The term Web API was not on most people’s minds before social media embedded it there in the late 2000s.
Many people associate API, short for application programming interface, with Facebook or Twitter,
“There have been a few high visibility Internet companies in the past three or four years, usually startups, that were really able to grow apps because they opened themselves up to partners,” said Dimitri Sirota, co-founder of Vancouver-based API management firm Layer 7 Technologies. “They allowed third-party developers to come in and build a new Twitter client if we’re talking about Twitter, or apps if we’re talking about Facebook.”
But the idea of opening up an enterprise to the outside world with open APIs has expanded far beyond the realm of social media. Layer 7 deals with many large enterprises looking to share applications or data with partners and third-party developers, as does Palo Alto, Calif.-based API management firm Apigee, and others.
“Enterprises are watching and learning what’s going on in the consumer arena, and I think what they’ve seen is that by opening up systems through programmatic interfaces, they’ll be able to get reach, revenue and better retention in their customer base,” Sirota said.
Sam Ramji, Apigee’s vice president of strategy, uses Netflix as an example of an enterprise that greatly expanded its business by using APIs. The relevancy algorithm that shows subscribers movies they might like based on what they have already viewed was created by a third-party application developer. Netflix encouraged third-party developers to solve that problem by offering a $1-million prize.

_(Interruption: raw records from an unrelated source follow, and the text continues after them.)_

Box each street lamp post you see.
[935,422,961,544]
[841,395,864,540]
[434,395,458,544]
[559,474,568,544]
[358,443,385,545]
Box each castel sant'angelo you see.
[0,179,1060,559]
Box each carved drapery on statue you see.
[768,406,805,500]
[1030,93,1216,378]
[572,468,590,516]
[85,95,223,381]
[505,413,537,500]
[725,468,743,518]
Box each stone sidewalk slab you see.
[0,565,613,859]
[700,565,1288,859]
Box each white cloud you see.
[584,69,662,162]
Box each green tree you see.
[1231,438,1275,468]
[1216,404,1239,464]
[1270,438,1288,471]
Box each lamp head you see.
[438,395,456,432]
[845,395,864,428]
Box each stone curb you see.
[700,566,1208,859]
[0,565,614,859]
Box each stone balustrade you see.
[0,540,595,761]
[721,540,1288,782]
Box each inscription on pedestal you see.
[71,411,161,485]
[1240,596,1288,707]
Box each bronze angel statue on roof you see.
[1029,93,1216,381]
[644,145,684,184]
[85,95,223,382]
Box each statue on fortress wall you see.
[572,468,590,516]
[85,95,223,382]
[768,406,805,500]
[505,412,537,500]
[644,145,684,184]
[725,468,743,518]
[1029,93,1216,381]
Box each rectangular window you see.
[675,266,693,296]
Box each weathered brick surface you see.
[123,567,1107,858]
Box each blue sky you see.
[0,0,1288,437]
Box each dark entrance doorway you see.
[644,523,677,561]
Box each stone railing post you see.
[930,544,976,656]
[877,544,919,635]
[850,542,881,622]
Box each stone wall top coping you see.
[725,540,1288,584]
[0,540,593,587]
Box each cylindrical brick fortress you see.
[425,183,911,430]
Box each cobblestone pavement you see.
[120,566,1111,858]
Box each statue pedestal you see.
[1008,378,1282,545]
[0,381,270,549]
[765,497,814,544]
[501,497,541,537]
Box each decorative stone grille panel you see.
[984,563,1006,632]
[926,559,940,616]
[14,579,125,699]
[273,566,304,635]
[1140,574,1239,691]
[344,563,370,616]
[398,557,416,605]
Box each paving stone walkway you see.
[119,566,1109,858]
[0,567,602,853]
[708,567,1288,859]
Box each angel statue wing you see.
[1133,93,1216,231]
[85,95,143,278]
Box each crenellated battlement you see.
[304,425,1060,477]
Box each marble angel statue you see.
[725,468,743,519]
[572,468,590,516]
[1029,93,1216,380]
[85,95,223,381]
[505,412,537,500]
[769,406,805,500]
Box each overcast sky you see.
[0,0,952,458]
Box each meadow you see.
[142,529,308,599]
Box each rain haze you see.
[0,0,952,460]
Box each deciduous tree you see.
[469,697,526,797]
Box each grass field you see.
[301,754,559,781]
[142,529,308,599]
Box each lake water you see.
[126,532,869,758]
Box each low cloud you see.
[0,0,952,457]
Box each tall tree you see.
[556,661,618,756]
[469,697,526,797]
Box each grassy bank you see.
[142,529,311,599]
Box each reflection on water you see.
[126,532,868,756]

Netflix also expanded by allowing partners to integrate Netflix’s application with their device. Video can be streamed on hundreds of devices from dozens of manufacturers and Netflix used APIs to let others solve that problem.
“Is Netflix going to be the best at writing Samsung TV applications? Probably not,” Ramji said. “The underlying story there is how they used APIs to hook into every device that is capable of playing streaming media on a screen without bankrupting themselves.”
APIs: Then and Now
APIs are nothing new. Ramji notes that they have existed as long as computing.
“We’ve been building systems that do computing since the ‘60s, but the funny thing about a computer is that by itself it’s pretty much useless,” Ramji said. “APIs have always been the way that you write apps. If you wanted to write a calculator application on a mainframe, you had to use an API.”
Ramji said that the old Microsoft and Apple APIs that were used by developers to write applications for operating systems were dense, multi-thousand page documents. Later, they were stored on CDs and mailed out to developers.
“You had a small number of people that were able to write code because the APIs were very complex and you needed a lot of background knowledge,” Ramji said.
Today, Ramji says that writing an application is increasingly simple, with many down to just a few thousand lines of code. He says this is possible because APIs now do more to hide the intricacies of computing.
“Instead of an API dealing with all of the complexity of a computer that you’re running an app on, it’s masking much greater complexity – like all the computers that Facebook runs on,” Ramji said.
Given the power that APIs have, enterprises are concerned about how to use them and how to maintain security. That has led to the rise of OAuth, an open standard of authentication that gives users access to resources without needing a username or password. An access control system is put in place so whoever holds the information can determine how much a user is allowed to access and for how long.
“It lets you, as an API provider, have an ongoing relationship with the end user,” Ramji said. “Before this, you would just take the app and give it your username and password and then the app would have full access to everything.”
Ramji is predicting that 2012 will be the breakout year for OAuth.
How enterprises are using Web APIs
Apigee sponsored a research report to study how enterprises are using APIs and what goals they are trying to achieve.
The study, conducted by Needham, Mass.-based Hurwitz & Associates, found that of 24 businesses surveyed, more than 70% were using APIs to connect with partners and roughly 60% were using APIs to expand reach and compete more effectively.
The study also indicated that while many see APIs as a way to collaborate outside the enterprise, they are also used to collaborate inside the enterprise. More than 80% of respondents said they were using APIs for application integration, which includes internal and external integration.
“There was a theme around mobile devices and being able to connect many mobile devices,” said Fern Halper, who co-authored the report.
Hurwitz & Associates COO Marcia Kaufman added that, “The motivation to integrate applications ties into collaborating with partners as well.”
“I think it all boils down to that [...] to grow the business [...] supporting customers in a more diverse way,” Kaufman said. “It’s all about finding new applications and connecting with external partners.”